Taryn no había pensado en lo que haría. Buscaría un trabajo porque era trabajadora, pero todavía no estaba preparada para ser secretaria de dirección de alguien que no fuera Brian Mellor y no sabía qué otra cosa podría ser.
– No sé si quiero volver a ser secretaria de dirección -le confesó a su tía.
– Harías bien cualquier cosa que te propusieras.
– Vaya, siempre me levantas la autoestima.
– ¡Con motivo! ¿Te acuerdas del trabajo de camarera que me hiciste cuando estabas en la universidad? Te habrían contratado permanentemente si hubieras querido.
Ese comentario hizo que su angustiada sobrina sonriera.
– A lo mejor vuelvo a contratarme de camarera -Taryn lo dijo con tono desenfadado-. Bueno, ya te he robado demasiado tiempo. Será mejor que me vaya a casa.
– Tengo entendido que la señora Jennings se ha marchado bastante bruscamente -comentó Hilary refiriéndose a la marcha del ama de llaves.
– Has hablado con mi padre.
– Esta noche te toca ser cocinera…
Taryn sabía que lo sería. A su madrastra no le interesaba mucho la comida y, aunque en un momento dado fue el ama de llaves, los asuntos domésticos le interesaban menos todavía. Si su padre tenía que comer, y él no sabía ni cocerse un huevo, era evidente que la elegida era su hija.
– Pronto encontraremos otra ama de llaves.

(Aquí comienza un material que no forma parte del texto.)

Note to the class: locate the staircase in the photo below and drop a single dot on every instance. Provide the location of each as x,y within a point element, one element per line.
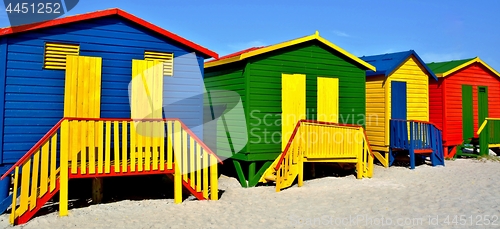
<point>315,141</point>
<point>417,138</point>
<point>93,147</point>
<point>489,135</point>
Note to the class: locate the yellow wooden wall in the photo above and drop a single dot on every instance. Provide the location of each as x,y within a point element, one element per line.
<point>378,100</point>
<point>328,99</point>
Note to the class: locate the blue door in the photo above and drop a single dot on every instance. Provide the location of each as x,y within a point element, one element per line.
<point>398,100</point>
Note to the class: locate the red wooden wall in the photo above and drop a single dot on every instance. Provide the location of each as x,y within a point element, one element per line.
<point>446,96</point>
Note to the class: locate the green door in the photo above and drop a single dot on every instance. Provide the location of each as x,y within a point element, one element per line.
<point>482,104</point>
<point>467,113</point>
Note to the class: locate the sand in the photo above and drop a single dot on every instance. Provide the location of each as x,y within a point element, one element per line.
<point>464,194</point>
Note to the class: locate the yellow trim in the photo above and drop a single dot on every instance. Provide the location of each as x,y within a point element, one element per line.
<point>315,36</point>
<point>467,64</point>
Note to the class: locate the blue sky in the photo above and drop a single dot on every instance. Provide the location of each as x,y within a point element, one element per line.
<point>437,30</point>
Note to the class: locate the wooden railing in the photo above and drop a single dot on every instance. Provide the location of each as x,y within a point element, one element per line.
<point>489,135</point>
<point>92,147</point>
<point>315,141</point>
<point>417,137</point>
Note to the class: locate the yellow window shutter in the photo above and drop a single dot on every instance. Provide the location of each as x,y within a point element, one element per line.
<point>55,54</point>
<point>165,57</point>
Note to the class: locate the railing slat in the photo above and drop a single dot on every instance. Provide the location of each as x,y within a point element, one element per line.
<point>184,155</point>
<point>100,148</point>
<point>34,180</point>
<point>147,145</point>
<point>205,174</point>
<point>124,146</point>
<point>13,210</point>
<point>156,142</point>
<point>107,152</point>
<point>133,146</point>
<point>140,156</point>
<point>192,156</point>
<point>74,146</point>
<point>170,134</point>
<point>83,148</point>
<point>198,156</point>
<point>25,186</point>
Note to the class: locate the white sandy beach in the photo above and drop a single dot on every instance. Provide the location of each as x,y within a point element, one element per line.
<point>423,198</point>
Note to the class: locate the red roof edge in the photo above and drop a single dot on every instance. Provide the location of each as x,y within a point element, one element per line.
<point>103,13</point>
<point>236,53</point>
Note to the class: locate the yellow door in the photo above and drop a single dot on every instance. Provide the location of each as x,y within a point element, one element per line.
<point>328,99</point>
<point>82,99</point>
<point>293,104</point>
<point>146,100</point>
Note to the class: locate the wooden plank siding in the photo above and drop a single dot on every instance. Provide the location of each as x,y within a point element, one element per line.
<point>228,78</point>
<point>34,96</point>
<point>436,105</point>
<point>474,75</point>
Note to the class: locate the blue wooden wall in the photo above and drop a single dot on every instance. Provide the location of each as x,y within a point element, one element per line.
<point>34,96</point>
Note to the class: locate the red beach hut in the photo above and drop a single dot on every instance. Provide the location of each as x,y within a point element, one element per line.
<point>468,92</point>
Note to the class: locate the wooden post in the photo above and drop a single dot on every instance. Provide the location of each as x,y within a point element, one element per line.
<point>63,179</point>
<point>177,163</point>
<point>97,193</point>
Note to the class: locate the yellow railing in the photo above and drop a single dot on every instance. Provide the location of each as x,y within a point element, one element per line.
<point>91,147</point>
<point>314,141</point>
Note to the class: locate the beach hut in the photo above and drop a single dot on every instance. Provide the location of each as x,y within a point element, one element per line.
<point>305,78</point>
<point>67,88</point>
<point>467,93</point>
<point>397,107</point>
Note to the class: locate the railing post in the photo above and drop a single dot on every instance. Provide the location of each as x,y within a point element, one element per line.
<point>214,178</point>
<point>412,146</point>
<point>13,216</point>
<point>63,179</point>
<point>300,150</point>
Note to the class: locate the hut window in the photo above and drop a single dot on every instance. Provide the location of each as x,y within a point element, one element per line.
<point>55,54</point>
<point>165,57</point>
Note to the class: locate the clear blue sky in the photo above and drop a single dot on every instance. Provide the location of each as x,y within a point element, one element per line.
<point>437,30</point>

Taryn lo dijo con esperanza y agradeció que su tía no dijera que su madrastra perdería el tiempo si recurría a ella para encontrar a alguien.
– ¿Cuándo vas a marcharte de esa casa? -preguntó Hilary-. Llevas años diciéndolo.
– Lo sé y me encantaría hacerlo, pero cada vez que saco el tema, pasa algo horrible.
– ¿Como cuando tu madrastra se cayó la noche anterior a tu marcha? ¿Como la otra vez que te la encontraste con un pie vendado y sin poder moverse? Por no mencionar la vez que creyó que tenían que operarla hasta que sus males se curaron milagrosamente.